4) Artists tend to have massive wellsprings of empathy that they can't shut off. They see their fellow humans as deep and complicated beings and there is no class of humans they can easily dehumanize. They reject, and sometimes even struggle against "othering" narratives about different cultures. As such, at every time and place in history, artists tend to be right at the forefront of demanding social change of their culture's most contentious issues of inequality.

5) Artists tend to be comfortable with moral ambiguity, uncertainty, and paradox. Rather than thinking about people, events, or ideas as "good" or "bad" they see a complexity in which there are both. And mutually exclusive beliefs tend to trouble them less.

5) Artists tend to explore nuance. The complexity of issues is often even the subject of their art. Rejection of simple, social narratives is at the heart of much art.

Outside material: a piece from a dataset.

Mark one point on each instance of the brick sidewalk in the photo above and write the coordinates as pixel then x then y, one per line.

Now this isn't a definitive checklist of either "side." (Trust me when I tell you that plenty of leftists are perfectly capable of shutting off their empathy when it comes to the "wrong" kinds of people, being moral absolutists when they think they're right, reductive thinking, or expunging nuance from a narrative that they want to be true.) There are plenty of authors churning out what is essentially libertarian and even conservative propaganda for any generalization to be on shaky ground right away. And being conservative doesn't preclude being a writer or having some of these characteristics, but they TEND to peel off that more rigid thought that is, by definition, conservative.

1 comment:

  1. It might be helpful to Mark to see that there is a huge difference between writing a story with characters from other groups and writing other groups' stories.

    SF about a Glasgow Roma woman who is human side of a first contact? Probably cool. Story about issues faced by Roma coming to Glasgow? Probably best leaving to someone jn that group. Black detective? With some references to racism in police? Awesome. Story about fighting racism to become black detective? Maybe not.


    But in either case - write characters, not stereotypes.